Working with cash based safety nets in humanitarian contexts: Guidance note for humanitarian practitioners

Over the past decade social protection has emerged as an important social policy measure to tackle poverty and inequality in society, and to address vulnerability to shocks. In line with these developments, there has been increasing interest in forging better links between humanitarian assistance and social protection systems in order to reduce the need for recurrent humanitarian assistance, and to facilitate an effective response in times of crisis. 

This has led to gains being made in some countries to strengthen the design of existing social safety nets to make them ‘shock responsive’, along with a growing number of examples of efforts to use social assistance systems to deliver humanitarian aid. However, social protection continues to be a fairly new concept that is not fully understood by most humanitarian actors. 

This guidance note aims to help fill this knowledge gap. It has been prepared from a humanitarian perspective, for humanitarian actors engaged in cash based programming.  It recognises that social protection is the responsibility of national governments, but also that there is immense scope for humanitarian actors to play a role in strengthening existing, and supporting the creation of new, social protection systems where they do not exist or are underdeveloped.

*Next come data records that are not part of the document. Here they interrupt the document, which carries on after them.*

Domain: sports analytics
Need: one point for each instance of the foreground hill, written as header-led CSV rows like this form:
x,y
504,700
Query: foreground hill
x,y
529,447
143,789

This document will support humanitarian actors to decide on their role and consider options for support at different stages of the humanitarian programme management cycle in three different types of context (basic, intermediate and advanced, in terms of the existence of shock responsive social protection systems). The guidance comprises three key parts: (1) conceptual clarity on the terms; (2) establishing the link between humanitarian cash based response and social protection; and (3) practical guidance, including examples, for humanitarian actors on linking humanitarian cash based response with social protection in the three different contexts.